A few months before the pandemic disrupted motivations of all our cultural habits, CAMS – University Center for Scientific Museums of the University of Perugia asked me to produce some promotional videos to show the great variety of collections included in their eight museums.
CAMS collections range from natural history to classical sculpture, passing through human anatomy, zoology, history of agriculture, mathematics exhibits and two gardens, botanical and medieval. With this enormous variety in front of my eyes, I immediately looked for a theme or an image that would tell a unified story.
What do these collections tell as a whole? Worlds far apart, what do they have in common?
In accordance with curators and managers of the Center, I thought these different worlds were all there, accessible to all: a flight of stairs is enough to go from a journey into the human body to an adventure in Africa. Worlds at Your Fingertips became the title. This also suggested to me who – or what – should be the protagonist: the hands.

After all, one of the things that most strikes the visitors of CAMS is the fact that the collections are literally at hand, with samples displayed in the middle of the path, outside the display cases and often visitors can manipulate or touch them. It is not just the ludic hands-on concept of interactive exhibits: it’s a real tactile experience on plaster busts, phrenological skulls and mammoth fossils.
Hands would therefore have been the protagonists. Which hands? For each of the eight museums I needed a pair of hands that reflected the concepts contained in the exhibition, that were consistent with it; hands of visitors, hands of technicians at work, hands with experience close to the samples. When I identified what kind of hands I would like for each museum, all that remained was to carry out a real handsscouting session – “Do you know a man with tattoos from forearm to fingers?” or “Do you have mechanical workers at CAMS?” or “Perfect! Your hands look like a witch “.
Finally, I could turn the camera onand begin to shoot. The series consists of 8 per 30-second promotional videos, one for each museum, plus a longer video clip that collects them all.

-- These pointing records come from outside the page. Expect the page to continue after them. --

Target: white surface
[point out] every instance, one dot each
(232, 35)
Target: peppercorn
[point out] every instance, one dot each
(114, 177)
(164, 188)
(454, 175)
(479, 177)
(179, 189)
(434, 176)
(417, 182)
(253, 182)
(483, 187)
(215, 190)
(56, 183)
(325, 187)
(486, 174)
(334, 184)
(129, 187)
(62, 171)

Closed doors and steady hands
After less than a month from the videos release, CAMS museums, like the whole country, closed their doors. Suddenly those Worlds were no longer within reach. Indeed, the world was evolving in a direction in which hands became a new taboo: touching objects, shaking hands were all behaviors no longer legit. Many other elements that were included in videos continued to work, such as samples, textures and keywords.
What, however, could no longer work at that time was precisely the advertising approach. This series tells the viewer: “Hey, here are worlds to visit, come and visit us!”. But in the world of lockdowns and red zones, this promise cannot be kept.

Only one
Like all cultural heritage operators, we then tried to outline a way to bring content to people at home. The new series of videos, again a cycle of eight, had to be closer to the content, more explicit in telling details. Wanting to stay in the short format, the virtual guided tour or the complete story of each museum were excluded. Also, I’m honest with myself, hardly when I leave a visit I remember everything I’ve seen; more easily I go home with a single specific story in my mind, a specific character, a story, which however often manages to anchor the whole experience lived in the museum.
“Here, we need something like this” I thought. Along with Sergio Gentili, head of the Casalina Center, we came up with the idea of telling “only one sample” for each museum. One specimen to symbolize them all, an extreme synthesis operation. A specimen for all became the title of this second series of short videos about CAMS. Eight samples, eight anecdotes and eight keywords that enclose them.

Learning fast
The pandemic forced cultural institutions to review their communication within a few weeks. Suddenly everyone felt the need to be online, to bring their content to people’s homes. Communication tools such as videos rapidly shifted from being a museum invitation to being the museum. We all realized very abruptly how important a genuine, more direct contact with our audience is also through a media such as video, which very often was intended only as an informative, one-way communication.
Looking beyond the objective difficulties of the moment, I believe that this new imprint, more oriented towards the public and keen to dialogue, could really help cultural institutions communication even when we’ll return to visit museums and galleries. After all, it is exactly what you do in presence, why not do it on video?